Prévu depuis l'arrivée d'Obama au pouvoir, le retrait des troupes de combat soulève des doutes chez plusieurs experts. Ceux-ci notent que les Américains laissent derrière eux un pays en lambeaux, et une force de sécurité nationale qui n'a pas les ressources pour défendre l'intégrité de son territoire.

«Le président remplit une promesse électorale, mais la réalité, c'est que nous sommes dans le brouillard actuellement», explique en entrevue Hannah Gurman, professeure à l'Université de New York et auteure d'un livre à paraître sur l'histoire des contre-insurrections dans la politique étrangère américaine.

Mme Gurman dénonce la langue de bois qu'utilise l'administration Obama.

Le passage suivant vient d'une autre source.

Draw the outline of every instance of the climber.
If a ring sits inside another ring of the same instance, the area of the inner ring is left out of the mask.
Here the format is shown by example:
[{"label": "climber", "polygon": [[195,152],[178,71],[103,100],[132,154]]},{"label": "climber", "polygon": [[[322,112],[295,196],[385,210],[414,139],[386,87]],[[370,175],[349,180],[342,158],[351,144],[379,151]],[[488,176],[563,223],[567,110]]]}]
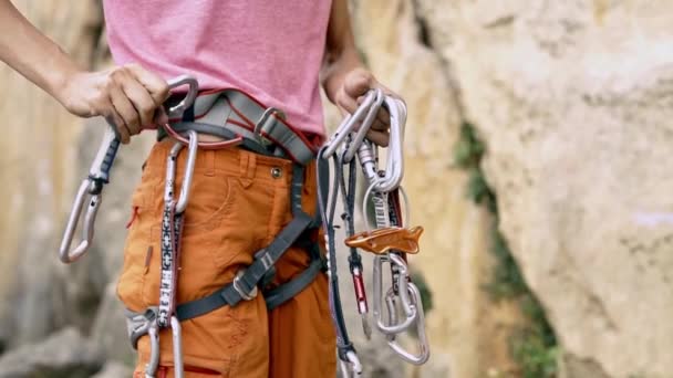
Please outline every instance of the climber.
[{"label": "climber", "polygon": [[[309,168],[313,162],[310,154],[294,156],[294,148],[315,151],[324,140],[320,85],[344,114],[354,112],[370,88],[393,95],[363,67],[346,0],[105,0],[104,12],[117,64],[112,69],[82,70],[9,0],[0,1],[0,59],[72,114],[105,117],[123,144],[146,128],[158,126],[162,132],[133,195],[120,298],[132,314],[154,314],[148,308],[159,302],[162,193],[176,136],[166,135],[169,119],[161,105],[176,97],[166,80],[188,73],[201,90],[216,95],[199,97],[206,99],[180,119],[170,119],[178,132],[183,126],[184,135],[210,115],[219,120],[206,125],[210,128],[201,126],[198,140],[217,143],[228,135],[217,126],[237,124],[241,129],[250,126],[250,115],[261,116],[251,120],[248,143],[199,149],[195,161],[176,293],[186,377],[333,377],[335,342],[324,275],[311,275],[308,286],[294,290],[291,297],[278,291],[320,261],[315,224],[306,221],[301,238],[283,246],[284,254],[259,284],[265,295],[253,295],[258,285],[246,281],[245,273],[251,264],[268,262],[265,253],[293,220],[315,213],[314,169]],[[240,92],[217,92],[224,88]],[[199,106],[207,114],[199,114]],[[385,145],[387,119],[382,109],[367,138]],[[267,126],[281,129],[283,140],[293,143],[282,145]],[[177,157],[178,187],[186,155]],[[214,295],[220,302],[229,295],[236,303],[208,307],[203,301]],[[279,300],[268,311],[265,297]],[[169,333],[164,329],[156,339],[136,334],[135,377],[145,376],[157,353],[154,342],[159,351],[153,372],[174,376],[172,338],[164,337]]]}]

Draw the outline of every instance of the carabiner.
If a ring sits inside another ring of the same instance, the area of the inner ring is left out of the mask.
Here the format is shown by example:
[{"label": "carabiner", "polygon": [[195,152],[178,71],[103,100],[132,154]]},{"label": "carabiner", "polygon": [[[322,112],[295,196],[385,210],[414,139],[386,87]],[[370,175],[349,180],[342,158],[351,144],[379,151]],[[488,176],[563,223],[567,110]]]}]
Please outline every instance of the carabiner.
[{"label": "carabiner", "polygon": [[[421,292],[418,287],[414,285],[414,283],[410,282],[407,286],[411,297],[413,298],[413,306],[416,308],[417,317],[416,317],[416,336],[418,337],[418,353],[413,354],[406,349],[404,349],[400,343],[395,339],[395,335],[387,336],[387,345],[397,354],[402,359],[407,363],[414,365],[423,365],[429,358],[429,344],[427,342],[427,335],[425,334],[425,315],[423,314],[423,305],[421,304]],[[390,306],[394,306],[394,304],[387,304],[389,312],[391,312]],[[394,312],[394,309],[393,309]]]},{"label": "carabiner", "polygon": [[[168,116],[179,116],[184,111],[191,106],[196,95],[198,94],[198,82],[196,78],[182,75],[168,81],[168,87],[175,88],[182,85],[188,85],[189,91],[187,96],[179,102],[179,104],[168,109]],[[110,123],[110,122],[108,122]],[[61,239],[61,246],[59,249],[59,258],[63,263],[72,263],[83,256],[93,242],[94,237],[94,224],[96,221],[96,214],[101,202],[103,201],[103,187],[110,182],[110,171],[117,150],[120,149],[120,138],[116,135],[115,127],[110,123],[108,127],[103,134],[103,140],[96,157],[93,159],[91,168],[89,169],[89,177],[82,181],[77,195],[73,202],[72,210],[68,218],[68,223],[63,232],[63,239]],[[84,202],[89,201],[86,212],[84,216],[84,224],[82,225],[82,241],[72,251],[70,246],[82,217],[82,208]],[[185,206],[186,202],[183,203]]]},{"label": "carabiner", "polygon": [[173,369],[175,378],[185,377],[185,364],[183,363],[183,332],[180,321],[174,315],[170,317],[170,332],[173,333]]},{"label": "carabiner", "polygon": [[[412,219],[412,214],[411,214],[411,209],[408,206],[406,206],[408,203],[408,197],[406,196],[406,191],[404,190],[404,187],[400,186],[396,188],[400,191],[400,195],[402,195],[402,199],[403,199],[403,203],[404,206],[404,218],[402,219],[402,223],[401,224],[410,224],[411,223],[411,219]],[[372,182],[366,190],[364,191],[364,197],[362,198],[362,214],[364,218],[364,224],[366,227],[367,231],[372,231],[375,229],[380,229],[380,228],[386,228],[390,227],[390,219],[387,217],[387,211],[389,211],[389,204],[387,201],[382,201],[382,199],[380,198],[380,195],[382,195],[381,192],[379,192],[376,190],[376,182]],[[371,220],[370,220],[370,207],[367,206],[370,202],[373,202],[374,206],[374,219],[376,224],[372,224]]]},{"label": "carabiner", "polygon": [[145,378],[155,378],[159,368],[159,330],[156,321],[147,328],[147,335],[149,336],[149,360],[145,365]]},{"label": "carabiner", "polygon": [[370,128],[372,128],[372,124],[376,119],[376,115],[379,114],[379,109],[381,108],[381,104],[383,103],[384,95],[383,95],[383,91],[381,91],[379,88],[373,90],[373,92],[374,92],[374,101],[369,106],[369,112],[366,113],[366,116],[360,124],[360,128],[358,128],[358,133],[355,134],[353,139],[349,143],[349,146],[348,146],[344,157],[343,157],[344,162],[350,162],[353,159],[353,157],[355,157],[355,154],[358,154],[360,146],[364,141],[364,137],[366,136],[366,133],[370,130]]}]

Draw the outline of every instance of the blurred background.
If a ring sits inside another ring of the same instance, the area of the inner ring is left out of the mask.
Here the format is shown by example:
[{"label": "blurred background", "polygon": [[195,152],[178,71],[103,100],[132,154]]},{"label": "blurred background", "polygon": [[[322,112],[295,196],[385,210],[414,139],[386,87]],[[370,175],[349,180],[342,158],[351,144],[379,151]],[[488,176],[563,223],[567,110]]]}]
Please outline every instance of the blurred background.
[{"label": "blurred background", "polygon": [[[111,64],[99,1],[13,3],[83,66]],[[432,345],[425,366],[398,363],[364,343],[351,304],[364,377],[673,377],[673,2],[351,10],[366,64],[408,105],[404,186],[426,229],[411,264]],[[127,377],[114,288],[154,136],[122,147],[95,245],[63,265],[104,123],[4,65],[0,87],[0,377]]]}]

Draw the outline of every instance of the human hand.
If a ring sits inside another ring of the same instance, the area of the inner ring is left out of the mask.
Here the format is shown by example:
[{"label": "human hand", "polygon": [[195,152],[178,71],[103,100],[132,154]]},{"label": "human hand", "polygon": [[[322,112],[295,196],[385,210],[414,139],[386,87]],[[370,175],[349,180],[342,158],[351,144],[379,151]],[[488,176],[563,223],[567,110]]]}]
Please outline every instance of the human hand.
[{"label": "human hand", "polygon": [[137,64],[100,72],[76,72],[64,80],[56,98],[72,114],[103,116],[117,129],[123,144],[143,128],[165,124],[162,104],[169,96],[168,84]]}]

Les politiciens, remarque-t-elle, ont biffé le mot «victoire» de leur vocabulaire, pour le remplacer par «succès», terme plus vague qui projette de l'optimisme.

«Les soldats ne sont plus des soldats, mais deviennent des "conseillers". Leur départ est fixé à la fin de 2011, mais le gouvernement se dit prêt à prolonger son engagement si les conditions devaient se détériorer. Il n'y a rien de réglé.»

Le rôle des sociétés de sécurité privées est appelé à croître. Selon le New York Times, qui cite des responsables de l'administration sous le couvert de l'anonymat, des agences de sécurité seront chargées de la surveillance radar, de la détection de bombes artisanales le long des routes et de vols de surveillance menés par des drones, des fonctions qu'assume traditionnellement l'armée américaine.

Dans un essai récemment publié sur Salon.com, Mme Gurman rappelle que l'Irak est toujours sans gouvernement, cinq mois après les élections nationales.

«Les Irakiens continuent à vivre une situation instable et compliquée. Je mets au défi le président Obama ou quiconque d'aller en Irak et de regarder un enfant dans les yeux. Un enfant qui, sept ans après l'invasion des troupes américaines, manque toujours d'un logement adéquat, d'eau potable, de soins de santé, d'électricité et d'éducation. Dites à cet enfant que la guerre est un succès.»

«Professionnalisme»

Hier, le porte-parole des forces américaines en Irak, le général Stephen Lanza, a dit sur les ondes de l'émission matinale The Early Show que les forces irakiennes faisaient preuve de «professionnalisme» et qu'elles avaient fait «beaucoup de progrès depuis 2003».

Plus tôt ce mois-ci, le chef de l'état-major irakien avait provoqué des remous en affirmant que le départ des troupes américaines à la fin de 2011 était «prématuré». Le général Hosheyar Zebari a dit souhaiter que «trois ou quatre» bases américaines restent en fonction en Irak.

Les forces irakiennes compteront de 200 000 à 240 000 soldats à la fin de 2011. Au moment de l'invasion américaine en 2003, l'armée de Saddam Hussein comptait de 375 000 à 500 000 militaires.

Les forces irakiennes sont également sous-équipées. L'armée a récemment déclaré avoir reçu 11 des 140 chars d'assaut promis par les Américains. Les autres véhicules ne seront pas livrés avant la mi-2012, des mois après le départ des forces américaines. Dix-huit chasseurs F-16 commandés par les Irakiens ne seront pas livrés avant 2013.